Why 'Around the World Play' Month?

If you were familiar with Playgroup Queensland’s monthly themes you might have noticed that ‘Around the World Play’ is a new theme announced as part of the rebrand as Play Matters Australia.

Inspired by the success of our Play Your Way Around the World Playgroup in Rockhampton, September is dedicated to enhancing children’s appreciation of the different ways of knowing, seeing, and living. It also acts as a reminder for families to discuss cultural and ethnic diversity with children from a young age.

Diverse group of families at Mt Isa Playgroup

A study by the American Psychological Association found that most adults believed children should be school-aged before discussing ethnicity with them. However, research suggests that children are aware of racial differences and even have the capacity to hold racist beliefs long before they start school.

As newborns, infants demonstrate a preference for their mother’s face, over a stranger’s face. Within the first 3 months of life, babies learn to discriminate between faces from different ethnic groups, displaying a preference for their own group. This was demonstrated in a study where 3-month-old Caucasian babies spontaneously preferred Caucasian over other-race faces, measured by their visual attention to a series of photographs. Researchers suggest that this observation represents “the perceptual beginnings of categorization based on ethnic differences which may provide a basis for the other-race effect.”

The other-race effect is a common limitation whereby people are better at distinguishing between faces of their own race, compared to those of other races which they often believe “all look the same”. Interestingly, recent research has found that while this bias appears early in life, it can also be prevented by regular interaction with people of other ethnicities within a child’s first year of life, or reduced later in life using the same method.

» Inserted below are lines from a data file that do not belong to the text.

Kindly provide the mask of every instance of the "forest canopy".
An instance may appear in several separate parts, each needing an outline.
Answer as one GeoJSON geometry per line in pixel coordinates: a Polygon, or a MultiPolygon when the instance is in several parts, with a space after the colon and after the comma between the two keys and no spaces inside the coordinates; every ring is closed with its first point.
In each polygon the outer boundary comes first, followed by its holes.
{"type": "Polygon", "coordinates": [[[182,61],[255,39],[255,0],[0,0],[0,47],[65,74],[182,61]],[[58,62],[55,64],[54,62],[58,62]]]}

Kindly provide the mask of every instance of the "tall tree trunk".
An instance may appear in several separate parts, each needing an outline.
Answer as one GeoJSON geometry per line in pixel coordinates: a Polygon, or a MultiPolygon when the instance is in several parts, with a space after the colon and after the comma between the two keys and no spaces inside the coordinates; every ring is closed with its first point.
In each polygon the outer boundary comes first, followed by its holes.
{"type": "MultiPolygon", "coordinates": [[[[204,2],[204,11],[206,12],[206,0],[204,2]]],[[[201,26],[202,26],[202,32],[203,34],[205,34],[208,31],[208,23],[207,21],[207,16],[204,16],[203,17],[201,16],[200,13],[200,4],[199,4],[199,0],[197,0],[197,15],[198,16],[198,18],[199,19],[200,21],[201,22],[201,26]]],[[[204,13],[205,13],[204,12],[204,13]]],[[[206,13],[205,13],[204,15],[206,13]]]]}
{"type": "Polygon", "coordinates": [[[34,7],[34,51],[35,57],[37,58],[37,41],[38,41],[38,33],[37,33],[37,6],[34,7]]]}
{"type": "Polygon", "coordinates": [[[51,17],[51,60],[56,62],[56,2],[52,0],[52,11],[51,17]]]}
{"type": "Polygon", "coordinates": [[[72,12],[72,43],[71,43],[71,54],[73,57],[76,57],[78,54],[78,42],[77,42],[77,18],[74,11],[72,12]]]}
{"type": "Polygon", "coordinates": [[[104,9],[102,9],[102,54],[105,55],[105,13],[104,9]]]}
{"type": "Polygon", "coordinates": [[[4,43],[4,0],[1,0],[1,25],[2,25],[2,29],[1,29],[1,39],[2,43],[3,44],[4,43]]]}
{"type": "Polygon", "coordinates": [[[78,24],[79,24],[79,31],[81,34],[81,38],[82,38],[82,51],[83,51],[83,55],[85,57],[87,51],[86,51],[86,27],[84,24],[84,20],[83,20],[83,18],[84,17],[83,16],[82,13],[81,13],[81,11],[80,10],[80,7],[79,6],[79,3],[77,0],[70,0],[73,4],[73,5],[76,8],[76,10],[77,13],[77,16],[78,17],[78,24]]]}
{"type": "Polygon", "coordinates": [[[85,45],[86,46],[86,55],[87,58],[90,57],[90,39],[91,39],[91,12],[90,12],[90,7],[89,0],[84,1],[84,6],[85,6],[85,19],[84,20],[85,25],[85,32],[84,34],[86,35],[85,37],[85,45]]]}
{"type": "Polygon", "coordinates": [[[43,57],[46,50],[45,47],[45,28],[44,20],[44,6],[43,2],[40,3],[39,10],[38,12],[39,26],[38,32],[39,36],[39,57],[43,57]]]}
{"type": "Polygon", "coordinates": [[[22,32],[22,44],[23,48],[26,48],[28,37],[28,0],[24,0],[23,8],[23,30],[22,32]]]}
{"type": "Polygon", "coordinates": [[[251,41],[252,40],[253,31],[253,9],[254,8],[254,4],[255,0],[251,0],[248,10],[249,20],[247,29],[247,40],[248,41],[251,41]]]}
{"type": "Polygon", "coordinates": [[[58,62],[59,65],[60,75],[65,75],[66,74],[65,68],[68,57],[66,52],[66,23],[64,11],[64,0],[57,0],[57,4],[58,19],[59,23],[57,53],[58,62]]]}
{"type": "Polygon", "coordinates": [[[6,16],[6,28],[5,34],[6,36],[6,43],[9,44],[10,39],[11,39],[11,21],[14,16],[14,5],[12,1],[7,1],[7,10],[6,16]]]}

Culturally diverse children playing together

What is Cultural Competency?

The Early Years Learning Framework (EYLF) recognises cultural competency as:

  • Being aware of one’s own world
  • Developing positive attitudes towards cultural differences
  • Gaining knowledge of different cultural practices and world views
  • Developing skills for communication and interaction across cultures

Around the World Play Month aims to support parents, carers, and educators to promote cultural competency in their children.